La Fonderie des Mémoires
Lire le chapitre 29: The Return of the Foundry
La poussière retombait encore, en suspension dans l’air chargé de suie, quand la silhouette descendit du véhicule blindé. Le moteur à vapeur haletait dans son dernier souffle, crachant des panaches grisâtres qui se mêlaient à la fumée de l’incendie qui couvait dans les décombres du mur. Elias la regarda approcher, le cœur cognant contre ses côtes comme un marteau de forgeur.
Elle avait vieilli. Ses cheveux, autrefois d'un noir de jais comme les siens, étaient striés de fils blancs. Son visage portait des cicatrices fines, presque invisibles, semblables à des fissures sur une plaque de métal mal soudée. Mais ses yeux — ces yeux-là n'avaient pas changé. Gris acier, tranchants, inébranlables.
— Mère, souffla Elias.
Le mot lui brûla la gorge. Il le portait depuis si longtemps contre lui, tel un morceau de métal chauffé à blanc qu'on ne peut plus lâcher.
Elle s'arrêta à trois pas de lui, les bras le long du corps. Entre eux, les gravats du mur qu'elle avait défoncé. Derrière elle, la lueur des torches des survivants de Southwark qui osaient à peine s'approcher. Près de lui, Lila avait la main crispée sur son pistolet, mais elle ne le levait pas.

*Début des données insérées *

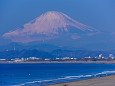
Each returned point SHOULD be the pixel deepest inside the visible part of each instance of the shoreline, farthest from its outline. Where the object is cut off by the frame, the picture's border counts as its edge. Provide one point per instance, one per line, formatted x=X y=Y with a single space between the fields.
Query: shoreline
x=33 y=62
x=108 y=80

— Tu as grandi, dit simplement la mère d'Elias. Sa voix était rauque, comme rouillée par le silence.
— Tu étais censée être prisonnière. Ashworth me l'a dit. Il me l'a montré.
— Ashworth mentait. Il ment toujours. C'est ce qu'il fait de mieux, après la fusion.
Elias serra les poings. La sphère de fusion pesait dans sa poche, chaude contre sa cuisse, comme un cœur artificiel qui battrait pour elle-même.
— Alors explique-toi, mère. Parce que je te croyais morte ou captive, et je t'ai cherchée pendant des années. J'ai brûlé ma vie — littéralement brûlé — dans cette quête.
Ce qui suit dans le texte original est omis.